Harari uses History as a part of the infrastructure he needs in order to move beyond the limiting confines of Biology when it comes to discussing the issue of the forces and powers that enable large communities to exist as unities. Again, paradoxically, given the total absence of Philosophy in this discussion, it is argued that it is the ability of Homo Sapiens to play games that enable them to transcend their biological limitations. Aristotle formulated a hylomorphic theory that enables the species to integrate the biological life of the body firstly with the imagination of the emotional spirit and secondly the truth-functional and rational essence of our cognitive nature. This is a more panoramic view of the arena of mans existence which does not constrain us to speak either in terms of facts or in terms of fictions/games.
Our actions historically evolve in terms of our cognitive powers that for Aristotle include perception, memory, language, emotion, imagination, and reason. Imagining on its own as a mental function can certainly weave a fabric of fantasy around a carved man-lion and tempt us into believing that the people who made this object are much like us. According to Jaynes’ more philosophically based theory, the people who carved this object were not conscious and were not aware of the difference between reality and fiction. If they could speak to us we probably would not be able to understand them.
Harari also mentions evolutionary psychology in his attempts to “get inside the heads” of our ancestors in order to understand our present-day social and psychological characteristics.
Wittgenstein is a philosopher one can use to try to understand why we should not try to get into someone else’s head if one wishes to understand them. The final justification for him is what we(groups of humans) do in the forms of life we lead. Writing was invented around 3000 bc and at the same time, we see the emergence of the first Egyptian kingdom and the Great Akkadian empire comprising more than one million subjects.
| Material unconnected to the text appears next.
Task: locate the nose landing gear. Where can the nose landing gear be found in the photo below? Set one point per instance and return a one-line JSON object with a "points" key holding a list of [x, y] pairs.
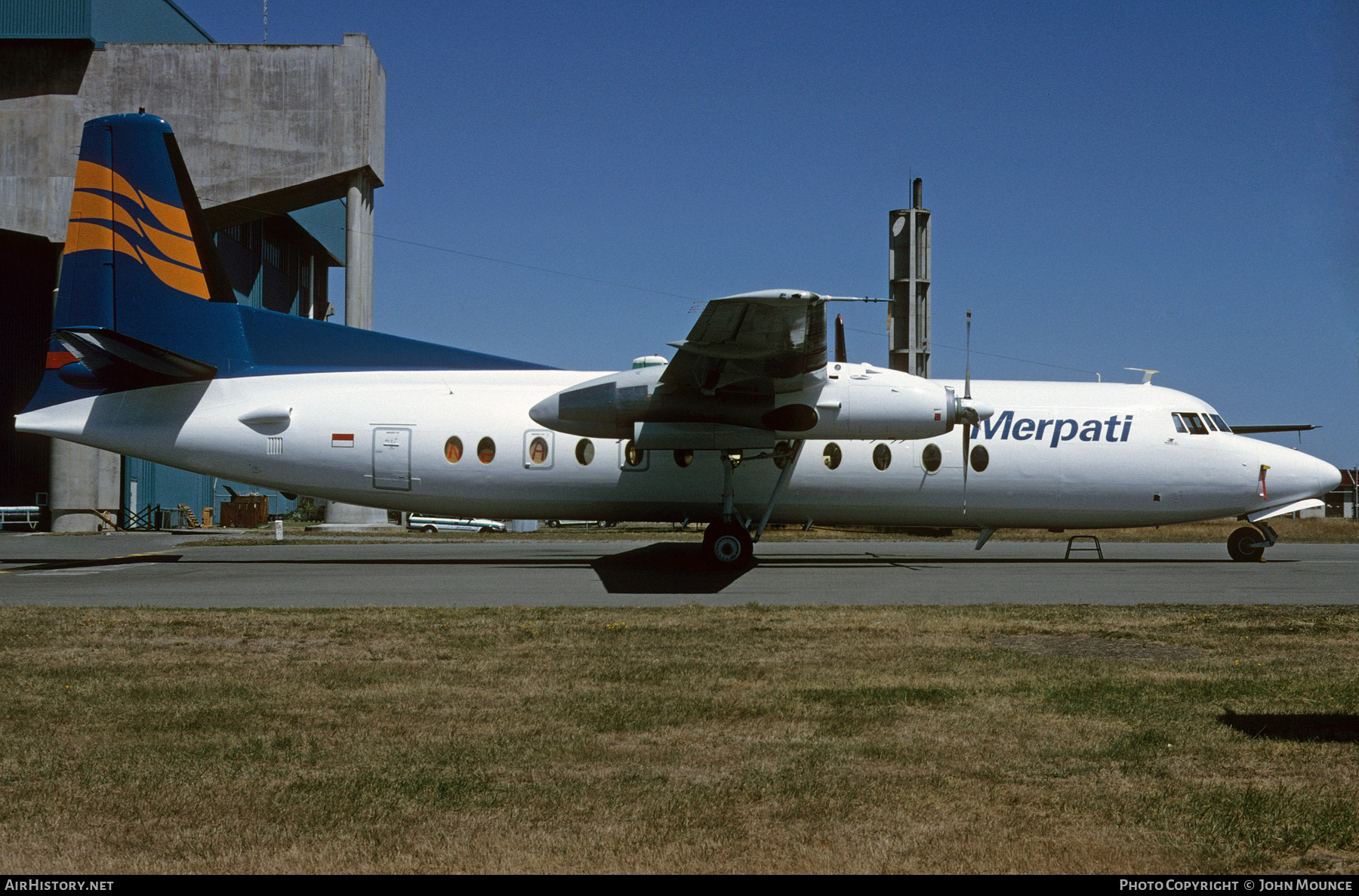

Are these two facts merely accidentally related or is there some kind of causal relation between them? Could it be that proclamations of laws in writing (rather than something going on in individuals heads like imagining entities that do not exist) are necessary conditions for the existence of real kingdoms and empires? Is it really tenable to argue that the myths people believed in, played a larger role in the maintenance of kingdoms and empires than the laws that regulated peoples judgments of each other? If Jaynes is correct in his assumption that gods are just dead past kings then are not their judgments just as real as the present day kings who apply their judgments in their legal systems?
Harari uses the example of the Code of Hammurabi in order to illustrate human cooperation in groups. The code was dated from around 1776 bc and used as a model for all legal codes in coming generations. It was used to regulate the largest city on earth at the time, Babylon. Reference was made to previous gods who laid down the framework for the code:
“to make justice prevail in the land, to abolish the wicked and the evil, to prevent from oppressing the weak”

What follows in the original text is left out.